Some of the obvious drawbacks of universal voice control have already been encountered. The dreadful prospect of an office full of people talking to their machines has brought about the headset and the throat microphone; these also address the fact that people feel ridiculous talking to something which is non-human. The increasing sophistication of voice-processing and linguistic-analysis tools cut out the dangers in inaccurate responses to input, preventing the computer from having to respond to every single word uttered, no matter how nonsensical it is in the overall context.

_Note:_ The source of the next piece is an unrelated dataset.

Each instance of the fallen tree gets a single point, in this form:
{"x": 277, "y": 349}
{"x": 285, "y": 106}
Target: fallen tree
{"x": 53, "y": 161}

The fundamental objection to natural language interfaces is that they are about as unnatural as you can get. You might be able to order a computer about in its limited sphere of action, but it’ll never laugh at your jokes, make sarcastic comments or do many other things that make real human conversation so fascinating. If interaction is limited to didactic instruction from human to computer, why use up valuable processing time performing the immensely difficult task of decoding language correctly? To keep your hands free? From what, precisely?

There’s another psychological reason why language control is difficult: people that are not accustomed to giving crisp orders and expect them to be obeyed.

Controlling a computer by word power works best if you imitate a drill sergeant, avoiding all “could you’s” and “would you mind’s” that most of us use when trying to make someone do something they’d rather not do.

 

II. Answer the following questions.

1. Which word shows that the writer disapproves of the aims and attitudes of large companies? 2. What does the writer mean using the phrases “shared assumptions” and “the unwritten assumptions” when describing how computer researchers view natural language? 3. What has caused “delusion” of researchers? 4. Why do people have no difficulty in understanding one another? 5. What happened to the view that children acquire language by means of imitation? 6. Which phrase summarizes the fundamental problem faced by programmers? 7. How does the writer feel that communication with computers will always be limited? 8. What does the writer imply about attitudes of drill sergeants?

 

III. Improvements in communication technology mean that people are becoming isolated from one another. Do you think it might be true? What could be done to deal with the problem?